There still might be a good motion picture aiming to pull off what "Third Person" sets out to do, but it didn't make it to the screen this time. Supposedly taking a semiautobiographical approach with the material, writer-director Paul Haggis uses only the barest form of cohesion to spin this convoluted, ultimately muddled mess of so many plural threads. He hopscotches between the lushly shot New York and Paris and Rome, cuts from one character to another, throws in some symbolism, but "Third Person" begins to feel overly gridlocked and in need of a traffic cop, not an unreliable narrator at the helm. Would any of these stories be worth telling on their own? Perhaps, but Haggis ends up betraying his web of characters, underestimating the viewer, and leaving one caring about nothing. The first "a-ha" moment makes some sense in terms of why a certain character behaves a certain way, but it's just mishandled and ludicrously conveyed as an ickily bonkers shock, and the second revelation is more problematic than surprising. It's so maddening because the film baits the viewer in connecting the dots and then thinks it's pulling the rug out from underneath us. Once Haggis thinks he has snapped every piece into place, it hardly makes up for how overlong, meretricious and head-scratching it all feels.

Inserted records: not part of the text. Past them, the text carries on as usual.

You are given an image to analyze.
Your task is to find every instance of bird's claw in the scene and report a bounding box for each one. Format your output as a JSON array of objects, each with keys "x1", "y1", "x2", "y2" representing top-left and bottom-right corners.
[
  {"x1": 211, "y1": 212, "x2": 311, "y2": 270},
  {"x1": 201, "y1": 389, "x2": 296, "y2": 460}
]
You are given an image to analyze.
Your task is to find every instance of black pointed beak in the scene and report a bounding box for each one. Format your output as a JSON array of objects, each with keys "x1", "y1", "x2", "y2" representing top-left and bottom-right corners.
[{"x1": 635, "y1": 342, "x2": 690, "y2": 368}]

With Oscar-winning writer-director Paul Haggis attached, the cast of A-listers probably thought they were making something noble and meaningful, but it isn't for lack of trying. They all commit, and even a few memorable performances emerge from the rubble. Olivia Wilde does wonders lending so many shadings to Anna, a flirty, overly confident, nakedly vulnerable, fearful, emotionally cool woman that one almost suspects she's certifiable. Mila Kunis acts the hell out of her part as crisis-laden Julia, coming off sympathetic for how fallible she is, although the script seems to want to punish her over and over. Moran Atias is eye-catching as the enigmatic Monika, while Adrien Brody holds interest in simmering emotions beneath the surface as the equally enigmatic Scott. Finally, Maria Bello is always stirringly readable with a face that says everything, but aside from her strengths to cry, her character is mostly a pawn in the bigger picture.

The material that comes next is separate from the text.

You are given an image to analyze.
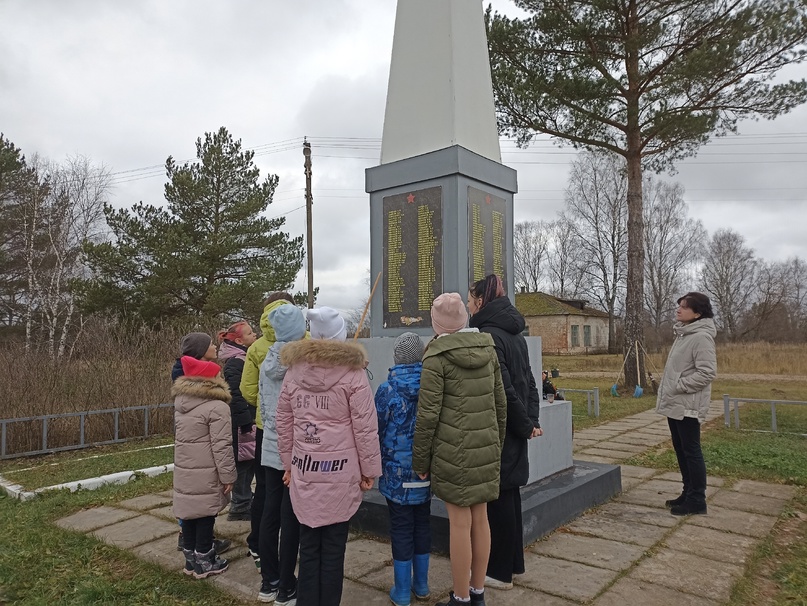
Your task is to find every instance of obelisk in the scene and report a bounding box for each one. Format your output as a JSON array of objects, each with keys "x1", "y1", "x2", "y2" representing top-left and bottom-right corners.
[{"x1": 366, "y1": 0, "x2": 518, "y2": 337}]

"Third Person" is the sort of film that loses from shooting high and then shooting itself in the foot. It's the sort of film that's about as graceful as someone whipping their arms around a hotel room full of flower-filled glass vases and breaking every last one of them. Too bat-shit crazy to take seriously, there's also a laughably melodramatic scene where, in slow-motion with an overwrought score taking over for the audio, a character who's holding onto her child's stuffed monkey is pulled across a room by her legs over a rug and then doesn't let go of the rug. Just a pinch of subtlety might have helped. The only reason it almost remains fascinating as a glorious mess is how it keeps the viewer wondering in between sighs where it's going, if anywhere, and what point Haggis wants to make, if any. In the end, there's really nothing to take away, except to wonder how an interesting conceit and talented people on both sides of the camera could so terribly miss the mark.